When the inflation figure for the month of April was published on Wednesday 11 May, attention was logically drawn to the main figure: an annual increase of 8.3%, down slightly by 0.2 points compared to the previous month, the peak of inflation might have been reached. But immediately, economists warned about this figure considered misleading. “Don’t be fooled by today’s annual price index figure. The monthly increase was stronger than expected, with widespread price increases”tweets Steven Rattner, former team of Barack Obama.
“Underlying inflation [hors alimentation et énergie] was very high in April, above its annual rate. This is the big news of the new inflation figure, even though the overall figure has fallen”, adds Jason Furman, economist at Harvard and former economic adviser to Obama. Over one year, core inflation, excluding energy and food, also fell to 6.2%, against 6.5% in March. But to find out if the trend is really down, economists look at the month-to-month trend, and it’s not very encouraging.

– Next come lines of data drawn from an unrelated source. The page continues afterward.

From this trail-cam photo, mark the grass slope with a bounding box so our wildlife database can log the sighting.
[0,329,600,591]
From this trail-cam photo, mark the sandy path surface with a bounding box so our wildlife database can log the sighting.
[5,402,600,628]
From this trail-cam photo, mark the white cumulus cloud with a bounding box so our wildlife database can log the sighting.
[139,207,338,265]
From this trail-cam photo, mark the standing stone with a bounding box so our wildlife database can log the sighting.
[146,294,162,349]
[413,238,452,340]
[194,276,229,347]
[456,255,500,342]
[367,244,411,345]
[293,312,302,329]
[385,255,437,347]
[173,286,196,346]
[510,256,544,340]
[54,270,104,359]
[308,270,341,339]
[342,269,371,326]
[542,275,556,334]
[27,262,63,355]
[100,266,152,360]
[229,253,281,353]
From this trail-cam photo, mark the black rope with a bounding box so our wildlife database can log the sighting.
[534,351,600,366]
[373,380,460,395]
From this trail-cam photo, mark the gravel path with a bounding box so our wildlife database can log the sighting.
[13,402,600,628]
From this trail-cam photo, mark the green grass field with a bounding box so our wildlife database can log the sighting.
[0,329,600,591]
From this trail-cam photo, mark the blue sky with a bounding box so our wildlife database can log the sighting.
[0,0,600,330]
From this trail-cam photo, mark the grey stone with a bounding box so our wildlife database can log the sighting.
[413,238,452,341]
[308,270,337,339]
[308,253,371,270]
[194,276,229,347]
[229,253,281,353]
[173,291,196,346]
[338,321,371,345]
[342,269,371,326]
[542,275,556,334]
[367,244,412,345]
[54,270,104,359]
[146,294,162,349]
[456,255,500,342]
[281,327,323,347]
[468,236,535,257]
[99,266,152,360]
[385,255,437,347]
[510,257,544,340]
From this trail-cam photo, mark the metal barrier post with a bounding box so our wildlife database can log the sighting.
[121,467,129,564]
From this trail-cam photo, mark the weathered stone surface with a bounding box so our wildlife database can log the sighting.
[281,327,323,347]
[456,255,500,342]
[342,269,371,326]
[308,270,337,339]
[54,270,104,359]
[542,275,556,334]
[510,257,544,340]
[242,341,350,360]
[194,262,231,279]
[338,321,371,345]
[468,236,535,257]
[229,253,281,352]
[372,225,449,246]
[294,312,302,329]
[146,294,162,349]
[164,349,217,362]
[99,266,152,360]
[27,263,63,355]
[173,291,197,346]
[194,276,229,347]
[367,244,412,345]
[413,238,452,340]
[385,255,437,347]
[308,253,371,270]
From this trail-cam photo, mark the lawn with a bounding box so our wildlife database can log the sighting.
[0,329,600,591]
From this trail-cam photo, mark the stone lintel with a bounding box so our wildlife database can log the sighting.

In detail, prices rose by 0.3 points compared to the previous month, against 1.2 points in March. But that’s because energy fell by 2.7% in one month, especially the price of gasoline, which fell by 6%. Excluding energy and food, the increase was 0.6 points in one month, double the previous month. Prices are now soaring in services (0.7 point month-to-month), especially transport: plane tickets jumped 18% in one month, an unprecedented record, with the resorption of the pandemic which had deflationary effects on services.
Markets are puzzled
“This is the subject to worry about: inflation for basic services has increased for four consecutive months”, notes Mr. Furman, who recalls that this sector weighs five times more than goods. Housing, in particular, represents a third of the basket and is now on a roll that makes a rapid decline in inflation unlikely (0.5 point increase month-to-month, 5.1% year-on-year).
The financial markets, which dreamed of a day with a bang, were perplexed, not knowing whether this figure, worse than expectations including in its main component, would lead to a tightening of credit conditions stronger than expected by the US Federal Reserve. Ten-year yields jumped from 2.91% to 3.08% when the figure was released before falling back to around 2.97% as the stock market swung from red to green.